And open up their farm they did. Kendall and Tammy Culp of Rensselaer in Jasper County hosted nearly 200 Thursday night who learned about crops and technology on a modern farm and then dined on Jasper County food. Culp told HAT the idea has been simmering for years but it materialized after a challenge earlier this year.
“Actually at Commodity Classic in San Antonio one of the speakers challenged the participants there at that conference to step out of their comfort zone and open things up and let people see what you do first hand on your farm, how you produce your animals, how you raise your crops. Another part is we wanted to dispel some of the myths about GMO’s and we want to highlight technology that’s being used on our farm today. The third thing is we wanted to talk about the impact agriculture has to Jasper County’s economy.”

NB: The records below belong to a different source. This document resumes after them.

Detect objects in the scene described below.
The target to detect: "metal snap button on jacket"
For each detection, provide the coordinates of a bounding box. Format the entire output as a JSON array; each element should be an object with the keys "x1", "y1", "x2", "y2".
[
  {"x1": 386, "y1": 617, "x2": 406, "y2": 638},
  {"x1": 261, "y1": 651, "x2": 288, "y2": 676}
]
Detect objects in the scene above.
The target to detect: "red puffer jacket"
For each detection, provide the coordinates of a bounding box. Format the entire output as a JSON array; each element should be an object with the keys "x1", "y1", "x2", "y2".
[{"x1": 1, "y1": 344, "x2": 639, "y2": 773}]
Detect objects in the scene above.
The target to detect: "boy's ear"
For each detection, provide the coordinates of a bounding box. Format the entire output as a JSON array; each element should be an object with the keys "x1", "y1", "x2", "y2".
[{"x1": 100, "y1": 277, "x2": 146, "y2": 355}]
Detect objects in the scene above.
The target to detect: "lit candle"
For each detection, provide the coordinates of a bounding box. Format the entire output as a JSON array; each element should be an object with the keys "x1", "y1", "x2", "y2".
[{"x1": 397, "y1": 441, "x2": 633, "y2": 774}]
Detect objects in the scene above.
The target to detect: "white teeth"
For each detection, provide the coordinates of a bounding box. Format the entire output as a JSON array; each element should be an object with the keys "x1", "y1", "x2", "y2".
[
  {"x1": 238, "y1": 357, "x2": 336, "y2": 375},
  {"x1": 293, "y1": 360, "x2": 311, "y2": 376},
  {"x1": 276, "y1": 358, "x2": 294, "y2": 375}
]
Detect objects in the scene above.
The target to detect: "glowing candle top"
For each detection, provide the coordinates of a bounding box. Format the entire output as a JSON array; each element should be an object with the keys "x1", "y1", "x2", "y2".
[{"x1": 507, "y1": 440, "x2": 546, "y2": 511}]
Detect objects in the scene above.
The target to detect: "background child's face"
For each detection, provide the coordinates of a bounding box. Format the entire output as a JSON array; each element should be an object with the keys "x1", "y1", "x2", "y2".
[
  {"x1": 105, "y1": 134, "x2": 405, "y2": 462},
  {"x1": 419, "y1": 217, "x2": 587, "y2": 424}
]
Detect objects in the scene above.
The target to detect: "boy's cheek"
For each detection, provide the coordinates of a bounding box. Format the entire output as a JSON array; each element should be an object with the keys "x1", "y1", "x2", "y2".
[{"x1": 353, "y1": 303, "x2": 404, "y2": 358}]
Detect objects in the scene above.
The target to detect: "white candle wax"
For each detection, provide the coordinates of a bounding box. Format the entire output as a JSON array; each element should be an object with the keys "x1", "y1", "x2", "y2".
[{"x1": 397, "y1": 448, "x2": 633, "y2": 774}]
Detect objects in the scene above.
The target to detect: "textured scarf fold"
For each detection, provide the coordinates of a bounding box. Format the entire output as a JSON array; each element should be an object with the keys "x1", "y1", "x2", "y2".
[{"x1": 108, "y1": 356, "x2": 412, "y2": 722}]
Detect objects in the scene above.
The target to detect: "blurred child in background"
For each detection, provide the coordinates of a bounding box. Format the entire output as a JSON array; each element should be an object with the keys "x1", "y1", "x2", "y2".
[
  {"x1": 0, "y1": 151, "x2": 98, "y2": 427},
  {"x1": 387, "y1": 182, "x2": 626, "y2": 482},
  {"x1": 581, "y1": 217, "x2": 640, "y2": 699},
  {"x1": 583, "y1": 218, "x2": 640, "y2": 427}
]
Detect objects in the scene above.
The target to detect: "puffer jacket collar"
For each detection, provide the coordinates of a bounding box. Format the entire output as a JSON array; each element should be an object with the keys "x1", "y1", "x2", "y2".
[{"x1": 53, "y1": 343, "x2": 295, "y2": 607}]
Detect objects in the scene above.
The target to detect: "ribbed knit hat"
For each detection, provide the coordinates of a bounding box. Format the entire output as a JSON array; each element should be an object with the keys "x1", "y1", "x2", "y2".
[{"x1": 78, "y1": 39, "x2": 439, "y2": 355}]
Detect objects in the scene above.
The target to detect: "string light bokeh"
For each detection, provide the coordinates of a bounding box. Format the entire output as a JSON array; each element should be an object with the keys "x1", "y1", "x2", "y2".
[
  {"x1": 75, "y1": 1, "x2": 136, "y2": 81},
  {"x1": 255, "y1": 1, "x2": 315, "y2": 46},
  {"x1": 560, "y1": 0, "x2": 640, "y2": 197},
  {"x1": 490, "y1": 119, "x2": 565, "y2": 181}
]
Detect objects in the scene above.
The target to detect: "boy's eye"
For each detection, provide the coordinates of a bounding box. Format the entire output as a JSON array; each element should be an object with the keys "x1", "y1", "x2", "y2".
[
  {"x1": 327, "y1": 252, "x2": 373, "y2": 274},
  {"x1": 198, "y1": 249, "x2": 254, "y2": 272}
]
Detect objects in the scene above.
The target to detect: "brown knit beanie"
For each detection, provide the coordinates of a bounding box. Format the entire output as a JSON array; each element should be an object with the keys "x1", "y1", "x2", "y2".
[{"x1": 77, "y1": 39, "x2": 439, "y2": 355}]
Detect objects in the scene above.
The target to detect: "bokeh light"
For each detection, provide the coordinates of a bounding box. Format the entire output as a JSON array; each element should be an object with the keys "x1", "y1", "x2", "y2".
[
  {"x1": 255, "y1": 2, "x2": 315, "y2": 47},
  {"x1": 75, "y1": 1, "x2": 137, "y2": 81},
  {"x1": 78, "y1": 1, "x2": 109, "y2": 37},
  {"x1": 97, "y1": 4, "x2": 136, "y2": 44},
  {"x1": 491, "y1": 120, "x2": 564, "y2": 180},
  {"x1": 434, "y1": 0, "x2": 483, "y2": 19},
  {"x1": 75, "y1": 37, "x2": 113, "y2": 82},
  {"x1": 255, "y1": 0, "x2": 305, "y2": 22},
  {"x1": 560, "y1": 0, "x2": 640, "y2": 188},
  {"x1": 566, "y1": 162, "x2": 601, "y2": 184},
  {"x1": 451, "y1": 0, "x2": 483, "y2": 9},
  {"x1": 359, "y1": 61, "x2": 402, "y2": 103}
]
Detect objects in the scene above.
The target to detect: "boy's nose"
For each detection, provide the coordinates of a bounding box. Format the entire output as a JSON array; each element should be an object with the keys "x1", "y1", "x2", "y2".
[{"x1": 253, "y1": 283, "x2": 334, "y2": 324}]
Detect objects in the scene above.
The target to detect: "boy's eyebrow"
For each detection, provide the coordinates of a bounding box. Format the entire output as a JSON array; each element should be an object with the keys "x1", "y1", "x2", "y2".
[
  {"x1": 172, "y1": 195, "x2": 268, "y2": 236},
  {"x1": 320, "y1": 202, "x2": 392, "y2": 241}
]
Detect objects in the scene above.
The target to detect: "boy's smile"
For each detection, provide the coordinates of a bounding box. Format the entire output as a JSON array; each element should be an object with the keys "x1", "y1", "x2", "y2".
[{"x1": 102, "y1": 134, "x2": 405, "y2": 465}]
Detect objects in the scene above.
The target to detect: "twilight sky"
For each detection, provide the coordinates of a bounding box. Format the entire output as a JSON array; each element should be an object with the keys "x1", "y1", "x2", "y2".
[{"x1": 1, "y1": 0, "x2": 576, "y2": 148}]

The impact is significant, especially given Jasper County’s ranking as number one in Indiana in value of agricultural products.
Neighbors and local business and elected leaders were on the farm and learned about modern farming at 3 separate stations, including crops and technology. Culp even had his brother travel up from the University of Kentucky. Dr. Ken Culp explained animal care and hog and cattle feed rations.
Indiana District 5 State Senator Ed Charbonneau from Valparaiso enjoyed what he said was a very valuable evening.
“You can never learn enough about agriculture and what’s going on, and no matter how much you think you know, there’s a lot more unless you’re running a farm day to day yourself that you just don’t think about. This has been a tremendous learning experience for me, and I own a farm. I just can’t imagine how significant these kinds of events are for the agricultural industry to educate the general public about their business.”
Charbonneau is the chair of the Environmental Affairs Committee.
Adam Barten from the nearby IBEC ethanol plant was at the crops station to provide more detailed information about ethanol production and its co-products.
“An event such as this where you not only have farmers but also important members of the local community, it’s great to go more in detail. Everybody has a general idea what ethanol is and what it’s used for, but it’s great to be able to explain in depth the co-products of ethanol and the benefits it provides for the community as far as tax money and jobs and revenue. All of our corn is locally purchased. So it’s great to be around people who may not realize everything that goes on there.”
Culp said the idea started out as a family project but was expanded once the Indiana Soybean Alliance came on board as a sponsor and designated the Culp event as the prototype for several future events around the state. Applause at the end of the event, which was not polite but enthusiastic, suggests this prototype was a solid model for future hosts.